PICU (Pediatric Intensive Care Unit) merupakan fasilitas khusus di rumah sakit yang didedikasikan untuk merawat anak dalam kondisi kritis. Kondisi serius ini bisa meliputi gangguan pernapasan berat, infeksi berat (sepsis), kelainan jantung bawaan, trauma fisik, hingga fase pemulihan pascaoperasi besar. Berbeda dengan ruang rawat inap biasa, pasien di PICU mendapatkan pemantauan dan perawatan ketat selama 24 jam penuh.

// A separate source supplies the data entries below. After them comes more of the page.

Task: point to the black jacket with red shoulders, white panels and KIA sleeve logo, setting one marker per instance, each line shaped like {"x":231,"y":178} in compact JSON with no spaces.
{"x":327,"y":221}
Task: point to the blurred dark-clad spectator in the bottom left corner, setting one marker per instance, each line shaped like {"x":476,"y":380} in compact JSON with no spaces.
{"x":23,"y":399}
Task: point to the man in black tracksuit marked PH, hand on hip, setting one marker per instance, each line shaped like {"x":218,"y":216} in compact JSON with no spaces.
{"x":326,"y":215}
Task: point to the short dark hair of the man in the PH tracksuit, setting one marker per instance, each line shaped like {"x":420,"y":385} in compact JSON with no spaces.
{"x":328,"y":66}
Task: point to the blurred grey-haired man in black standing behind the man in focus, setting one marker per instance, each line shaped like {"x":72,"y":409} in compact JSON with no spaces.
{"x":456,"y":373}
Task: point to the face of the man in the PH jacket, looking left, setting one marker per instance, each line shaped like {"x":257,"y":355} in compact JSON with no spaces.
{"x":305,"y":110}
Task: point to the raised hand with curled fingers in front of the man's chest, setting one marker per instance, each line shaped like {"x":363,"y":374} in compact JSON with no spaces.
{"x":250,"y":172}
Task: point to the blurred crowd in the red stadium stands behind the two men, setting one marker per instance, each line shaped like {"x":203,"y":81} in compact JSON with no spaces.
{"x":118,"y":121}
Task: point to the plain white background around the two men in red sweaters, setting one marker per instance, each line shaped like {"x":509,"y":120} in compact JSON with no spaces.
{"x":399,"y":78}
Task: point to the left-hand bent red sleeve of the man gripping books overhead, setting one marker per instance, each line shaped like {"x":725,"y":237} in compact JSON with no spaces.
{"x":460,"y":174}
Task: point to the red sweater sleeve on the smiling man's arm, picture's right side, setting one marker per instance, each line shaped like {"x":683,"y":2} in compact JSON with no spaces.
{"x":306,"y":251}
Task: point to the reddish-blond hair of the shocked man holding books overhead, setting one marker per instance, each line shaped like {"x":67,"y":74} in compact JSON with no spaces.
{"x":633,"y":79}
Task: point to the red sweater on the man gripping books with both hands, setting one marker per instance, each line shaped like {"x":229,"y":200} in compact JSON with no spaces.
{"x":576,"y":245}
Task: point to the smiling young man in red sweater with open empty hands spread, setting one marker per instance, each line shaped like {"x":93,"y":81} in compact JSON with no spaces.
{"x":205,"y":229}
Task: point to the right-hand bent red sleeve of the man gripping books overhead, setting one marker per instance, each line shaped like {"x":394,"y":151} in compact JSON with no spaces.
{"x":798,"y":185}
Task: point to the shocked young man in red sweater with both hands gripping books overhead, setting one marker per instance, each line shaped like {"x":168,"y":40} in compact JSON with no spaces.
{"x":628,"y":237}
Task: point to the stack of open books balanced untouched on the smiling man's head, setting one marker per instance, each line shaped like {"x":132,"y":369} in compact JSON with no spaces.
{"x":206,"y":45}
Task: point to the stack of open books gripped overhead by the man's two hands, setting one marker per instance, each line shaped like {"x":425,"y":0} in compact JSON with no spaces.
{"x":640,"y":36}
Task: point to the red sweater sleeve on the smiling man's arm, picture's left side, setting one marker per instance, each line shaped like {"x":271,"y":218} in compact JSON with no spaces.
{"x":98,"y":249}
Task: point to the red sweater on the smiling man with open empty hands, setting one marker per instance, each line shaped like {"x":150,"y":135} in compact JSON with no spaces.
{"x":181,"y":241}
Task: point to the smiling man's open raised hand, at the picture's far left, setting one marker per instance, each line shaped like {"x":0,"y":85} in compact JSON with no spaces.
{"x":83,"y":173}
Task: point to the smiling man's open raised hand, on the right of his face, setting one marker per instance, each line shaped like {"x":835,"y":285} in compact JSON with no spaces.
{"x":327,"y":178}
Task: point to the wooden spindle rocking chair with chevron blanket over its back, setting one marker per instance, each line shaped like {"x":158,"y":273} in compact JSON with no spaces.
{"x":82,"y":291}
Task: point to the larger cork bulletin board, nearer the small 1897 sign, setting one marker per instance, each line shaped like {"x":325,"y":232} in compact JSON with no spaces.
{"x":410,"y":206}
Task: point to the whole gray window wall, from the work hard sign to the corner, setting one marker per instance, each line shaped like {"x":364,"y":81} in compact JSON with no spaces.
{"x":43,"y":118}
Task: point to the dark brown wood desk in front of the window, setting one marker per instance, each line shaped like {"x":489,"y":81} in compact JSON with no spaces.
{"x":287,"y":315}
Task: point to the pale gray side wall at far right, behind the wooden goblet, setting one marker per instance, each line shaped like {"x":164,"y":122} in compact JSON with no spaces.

Di ruangan ini, rasio tenaga medis jauh lebih tinggi, di mana setiap anak diawasi secara terus-menerus oleh kolaborasi tim yang terdiri dari dokter spesialis anak konsultan intensive care, perawat terlatih, serta tenaga kesehatan lainnya.
Banyak orang tua yang merasa cemas, takut, atau bahkan syok ketika mendengar buah hatinya harus dirawat di PICU. Lingkungan yang dipenuhi bunyi monitor jantung, alat bantu napas (ventilator), dan selang infus khusus memang bisa menggetarkan hati. Namun, masyarakat perlu diedukasi bahwa PICU justru merupakan tempat terbaik. Semua peralatan medis yang terlihat menakutkan itu sebenarnya sedang bekerja menopang fungsi vital tubuh anak agar tetap stabil, memberikan waktu bagi tubuh mungil mereka untuk melawan penyakit dan kembali pulih.

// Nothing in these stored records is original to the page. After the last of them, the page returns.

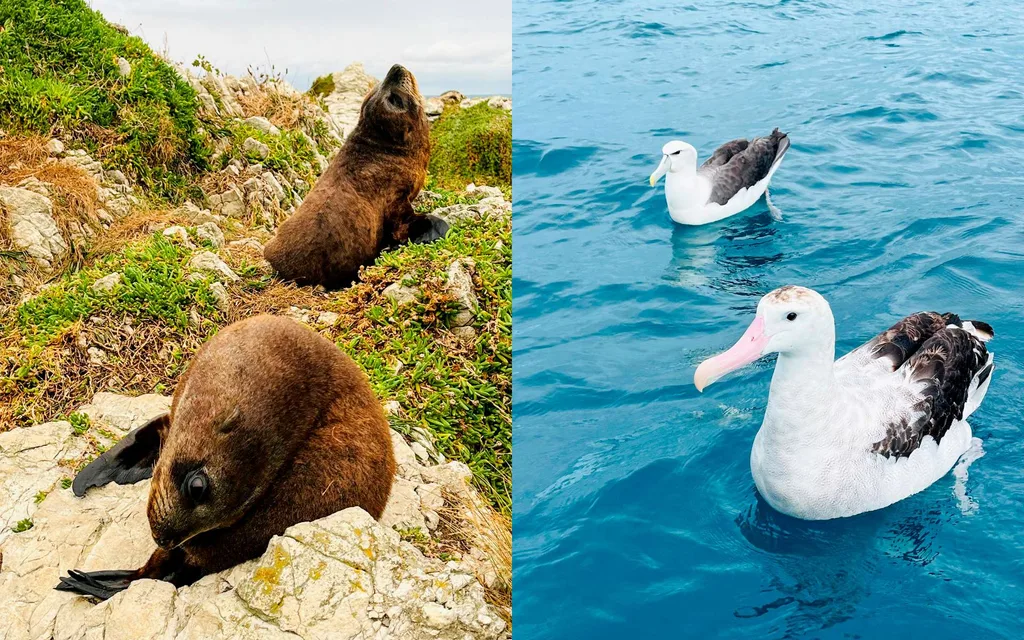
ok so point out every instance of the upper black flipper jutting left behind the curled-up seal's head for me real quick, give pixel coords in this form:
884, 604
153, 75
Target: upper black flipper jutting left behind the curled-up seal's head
127, 462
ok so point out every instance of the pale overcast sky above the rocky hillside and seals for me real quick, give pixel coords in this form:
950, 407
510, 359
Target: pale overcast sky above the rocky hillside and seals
449, 45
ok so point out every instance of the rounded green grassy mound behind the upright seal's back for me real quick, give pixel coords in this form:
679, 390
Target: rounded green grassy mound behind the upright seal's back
473, 146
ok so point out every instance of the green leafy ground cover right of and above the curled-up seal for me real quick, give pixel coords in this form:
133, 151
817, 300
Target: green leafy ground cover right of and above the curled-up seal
461, 398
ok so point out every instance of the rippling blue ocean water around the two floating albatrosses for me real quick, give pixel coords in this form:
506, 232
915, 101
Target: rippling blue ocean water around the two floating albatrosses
635, 513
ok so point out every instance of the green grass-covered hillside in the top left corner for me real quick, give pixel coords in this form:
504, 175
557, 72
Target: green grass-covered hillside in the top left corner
61, 76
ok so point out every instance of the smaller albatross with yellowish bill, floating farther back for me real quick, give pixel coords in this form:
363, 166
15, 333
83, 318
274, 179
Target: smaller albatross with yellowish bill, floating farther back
733, 180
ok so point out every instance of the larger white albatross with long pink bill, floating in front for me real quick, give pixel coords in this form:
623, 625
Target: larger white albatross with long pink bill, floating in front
861, 434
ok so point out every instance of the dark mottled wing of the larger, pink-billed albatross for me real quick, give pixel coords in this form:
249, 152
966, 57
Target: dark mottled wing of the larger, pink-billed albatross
945, 361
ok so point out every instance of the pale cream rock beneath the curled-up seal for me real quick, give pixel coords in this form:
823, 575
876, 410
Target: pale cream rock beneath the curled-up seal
343, 577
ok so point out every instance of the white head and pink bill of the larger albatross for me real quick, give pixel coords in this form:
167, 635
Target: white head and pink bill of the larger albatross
791, 321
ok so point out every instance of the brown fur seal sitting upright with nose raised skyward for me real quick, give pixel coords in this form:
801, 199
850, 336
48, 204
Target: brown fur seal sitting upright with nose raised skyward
364, 201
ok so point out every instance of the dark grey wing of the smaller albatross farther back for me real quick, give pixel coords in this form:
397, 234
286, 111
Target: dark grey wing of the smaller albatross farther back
740, 164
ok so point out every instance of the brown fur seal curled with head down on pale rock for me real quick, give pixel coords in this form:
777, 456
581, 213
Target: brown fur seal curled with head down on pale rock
271, 425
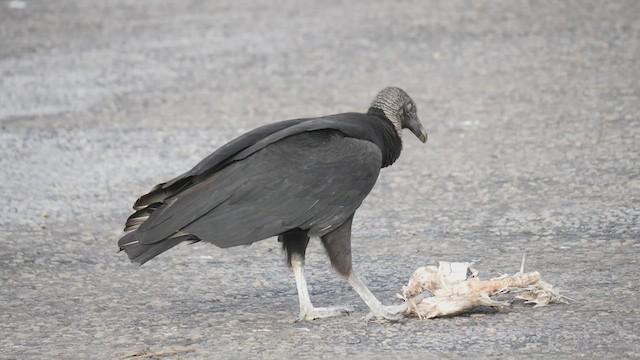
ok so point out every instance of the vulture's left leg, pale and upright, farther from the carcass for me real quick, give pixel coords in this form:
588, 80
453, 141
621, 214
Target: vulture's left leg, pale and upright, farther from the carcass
295, 244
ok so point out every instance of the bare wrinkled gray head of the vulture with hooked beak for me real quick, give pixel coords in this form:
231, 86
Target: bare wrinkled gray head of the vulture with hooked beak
400, 109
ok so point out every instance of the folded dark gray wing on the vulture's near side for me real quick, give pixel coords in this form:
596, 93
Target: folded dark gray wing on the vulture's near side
311, 180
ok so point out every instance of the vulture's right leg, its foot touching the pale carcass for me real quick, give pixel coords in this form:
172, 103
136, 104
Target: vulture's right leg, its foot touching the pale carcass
338, 246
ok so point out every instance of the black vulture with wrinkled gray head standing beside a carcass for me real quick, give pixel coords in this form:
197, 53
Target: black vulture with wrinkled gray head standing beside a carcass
295, 179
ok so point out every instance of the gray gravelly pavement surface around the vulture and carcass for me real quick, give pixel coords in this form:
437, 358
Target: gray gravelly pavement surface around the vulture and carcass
533, 112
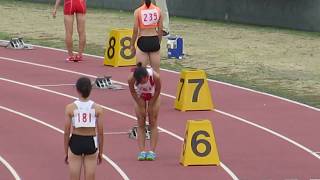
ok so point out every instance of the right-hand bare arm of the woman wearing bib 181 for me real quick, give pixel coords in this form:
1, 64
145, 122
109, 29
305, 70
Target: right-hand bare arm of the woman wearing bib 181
100, 131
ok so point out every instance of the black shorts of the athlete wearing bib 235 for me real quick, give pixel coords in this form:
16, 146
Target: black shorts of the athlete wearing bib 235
149, 43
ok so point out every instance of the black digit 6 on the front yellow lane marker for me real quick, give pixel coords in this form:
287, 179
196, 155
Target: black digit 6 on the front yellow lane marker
195, 143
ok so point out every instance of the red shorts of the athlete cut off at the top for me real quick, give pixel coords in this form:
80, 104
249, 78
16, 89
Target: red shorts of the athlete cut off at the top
74, 6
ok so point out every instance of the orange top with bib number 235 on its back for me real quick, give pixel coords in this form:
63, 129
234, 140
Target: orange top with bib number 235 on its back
148, 17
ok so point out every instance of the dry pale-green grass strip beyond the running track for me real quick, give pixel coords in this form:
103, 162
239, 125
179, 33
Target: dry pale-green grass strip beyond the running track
278, 61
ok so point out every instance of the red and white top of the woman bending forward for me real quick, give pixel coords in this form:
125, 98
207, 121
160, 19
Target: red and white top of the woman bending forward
146, 90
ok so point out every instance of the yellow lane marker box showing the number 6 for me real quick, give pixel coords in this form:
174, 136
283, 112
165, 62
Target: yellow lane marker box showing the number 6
199, 146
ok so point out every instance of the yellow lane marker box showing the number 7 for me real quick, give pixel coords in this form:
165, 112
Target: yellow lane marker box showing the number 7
193, 92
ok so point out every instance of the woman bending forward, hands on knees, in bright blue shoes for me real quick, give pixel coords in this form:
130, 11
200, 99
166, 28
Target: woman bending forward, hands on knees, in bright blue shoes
145, 86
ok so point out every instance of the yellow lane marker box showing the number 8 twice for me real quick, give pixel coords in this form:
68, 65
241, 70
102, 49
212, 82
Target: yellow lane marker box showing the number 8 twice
118, 51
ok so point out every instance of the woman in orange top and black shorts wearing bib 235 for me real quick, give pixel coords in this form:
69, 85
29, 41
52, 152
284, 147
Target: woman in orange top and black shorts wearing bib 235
148, 29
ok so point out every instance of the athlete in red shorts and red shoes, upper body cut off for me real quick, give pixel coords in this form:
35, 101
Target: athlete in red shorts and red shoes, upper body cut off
71, 7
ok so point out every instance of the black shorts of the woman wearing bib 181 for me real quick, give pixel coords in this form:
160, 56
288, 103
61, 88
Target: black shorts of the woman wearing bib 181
82, 145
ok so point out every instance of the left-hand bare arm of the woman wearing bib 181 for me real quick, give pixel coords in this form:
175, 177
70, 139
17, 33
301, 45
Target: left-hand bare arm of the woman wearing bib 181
67, 127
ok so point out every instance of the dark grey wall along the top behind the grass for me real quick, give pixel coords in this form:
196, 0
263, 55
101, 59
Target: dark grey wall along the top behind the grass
294, 14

Sebagai garda terdepan, orang tua memiliki peran krusial dalam mengenali tanda-tanda kegawatan pada anak sejak dini. Gejala-gejala seperti sesak napas yang terlihat berat hingga dada tertarik ke dalam, napas yang sangat cepat, penurunan kesadaran di mana anak sulit dibangunkan, kejang, demam tinggi yang tak kunjung turun, atau kondisi lemas yang memburuk dengan cepat adalah tanda bahaya yang tidak boleh diabaikan. Semakin cepat anak dibawa ke fasilitas kesehatan untuk mendapat pertolongan, semakin besar pula peluang kesembuhannya.

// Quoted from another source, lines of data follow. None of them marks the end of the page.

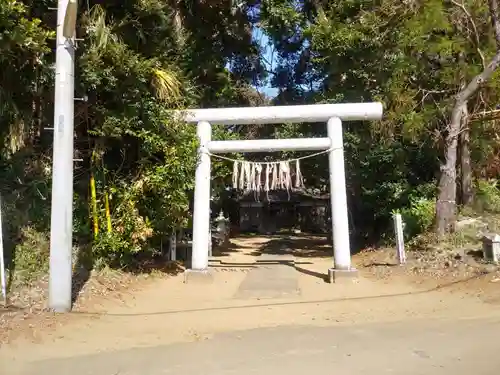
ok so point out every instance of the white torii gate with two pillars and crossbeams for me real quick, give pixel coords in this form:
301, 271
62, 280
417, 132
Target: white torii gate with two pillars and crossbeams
333, 114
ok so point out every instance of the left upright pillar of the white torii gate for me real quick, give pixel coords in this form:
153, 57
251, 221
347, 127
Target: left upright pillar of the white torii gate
201, 215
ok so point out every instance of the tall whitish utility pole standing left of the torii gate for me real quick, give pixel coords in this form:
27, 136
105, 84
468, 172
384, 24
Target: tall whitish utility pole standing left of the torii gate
61, 224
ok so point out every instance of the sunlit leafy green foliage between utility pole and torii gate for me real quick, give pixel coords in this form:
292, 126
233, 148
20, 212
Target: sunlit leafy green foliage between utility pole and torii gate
149, 188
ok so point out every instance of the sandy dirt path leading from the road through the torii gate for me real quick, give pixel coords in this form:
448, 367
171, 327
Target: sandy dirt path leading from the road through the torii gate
167, 310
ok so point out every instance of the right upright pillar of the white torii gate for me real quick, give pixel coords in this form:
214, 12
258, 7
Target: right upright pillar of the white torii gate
338, 197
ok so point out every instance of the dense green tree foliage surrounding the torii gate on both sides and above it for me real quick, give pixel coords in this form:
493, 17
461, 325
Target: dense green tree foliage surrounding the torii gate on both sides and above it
142, 58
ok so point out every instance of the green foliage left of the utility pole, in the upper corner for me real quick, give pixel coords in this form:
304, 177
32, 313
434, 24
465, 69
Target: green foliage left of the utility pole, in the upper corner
24, 42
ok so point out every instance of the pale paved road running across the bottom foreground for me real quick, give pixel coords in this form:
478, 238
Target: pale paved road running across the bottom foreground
410, 348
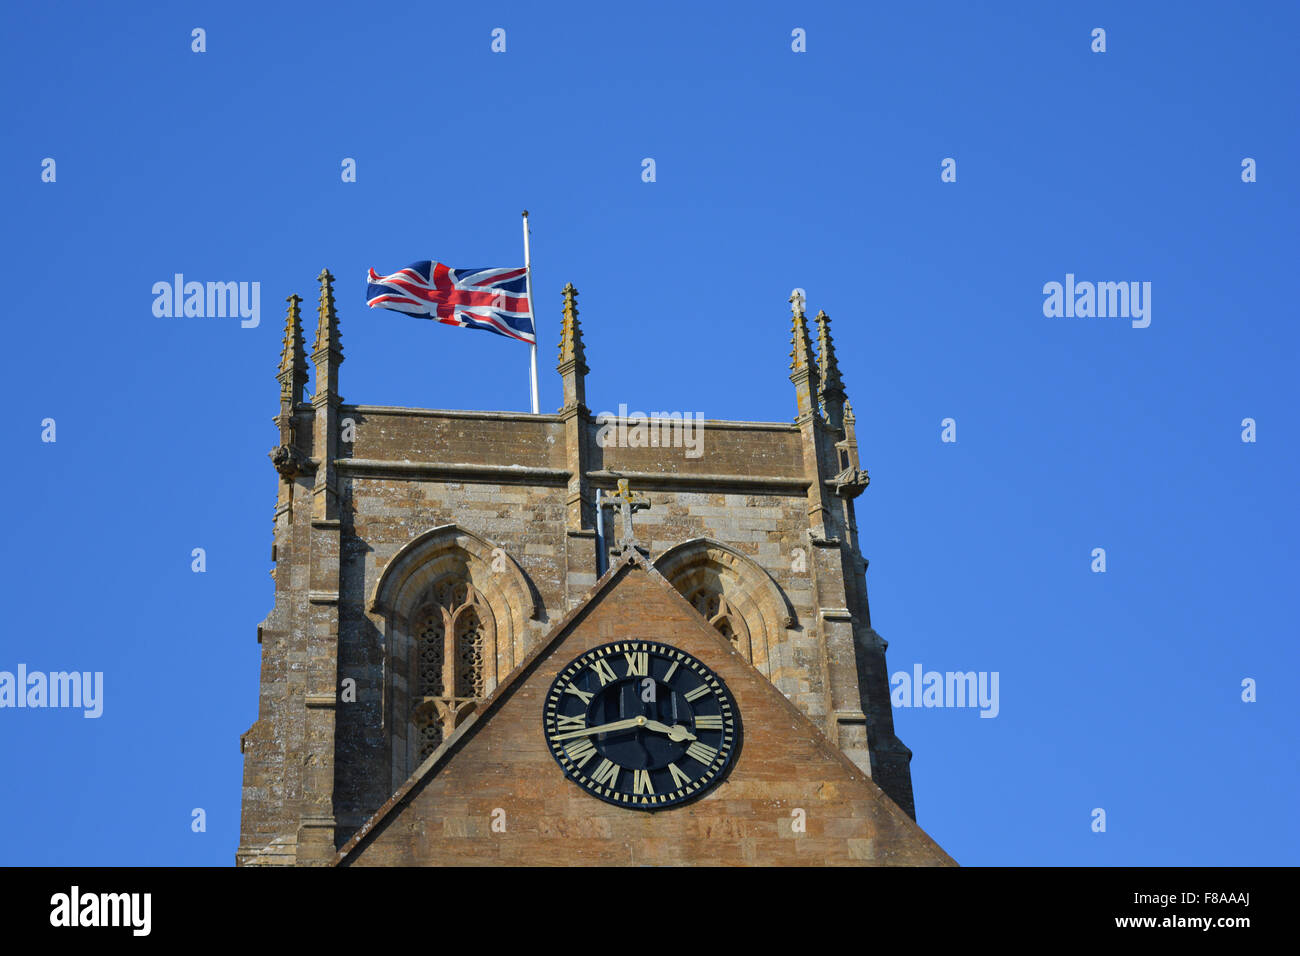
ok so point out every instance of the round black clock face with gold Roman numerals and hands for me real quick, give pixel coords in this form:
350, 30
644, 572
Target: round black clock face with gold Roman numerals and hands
642, 725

Penanganan yang komprehensif tidak hanya bergantung pada kecanggihan teknologi medis. Peran keluarga sangatlah vital dalam proses pemulihan. Sentuhan, suara, dan kehadiran orang tua terbukti mampu memberikan dukungan emosional yang membuat anak merasa lebih tenang. Oleh karena itu, banyak fasilitas PICU saat ini telah mengadopsi pendekatan family-centered care, di mana keluarga dilibatkan sebagai bagian dari tim penyembuhan.
Meskipun teknologi medis telah maju, langkah pencegahan tetaplah menjadi benteng utama. Memastikan anak mendapat imunisasi lengkap, menjaga asupan nutrisi yang bergizi, membiasakan pola hidup bersih, serta melakukan pemeriksaan kesehatan secara berkala adalah investasi terbaik agar anak terhindar dari penyakit kritis.
Melalui peringatan World PICU Awareness Week, diharapkan kesadaran masyarakat semakin meningkat bahwa PICU bukanlah ruangan keputusasaan. Ruangan ini adalah simbol harapan dan dedikasi, tempat di mana anak tangguh sedang berjuang untuk hidup. Dengan pemahaman yang baik, deteksi dini, penanganan medis yang cepat, serta kasih sayang keluarga, kita dapat bersama-sama membantu anak melewati masa kritisnya dan kembali menyongsong masa depan yang cerah.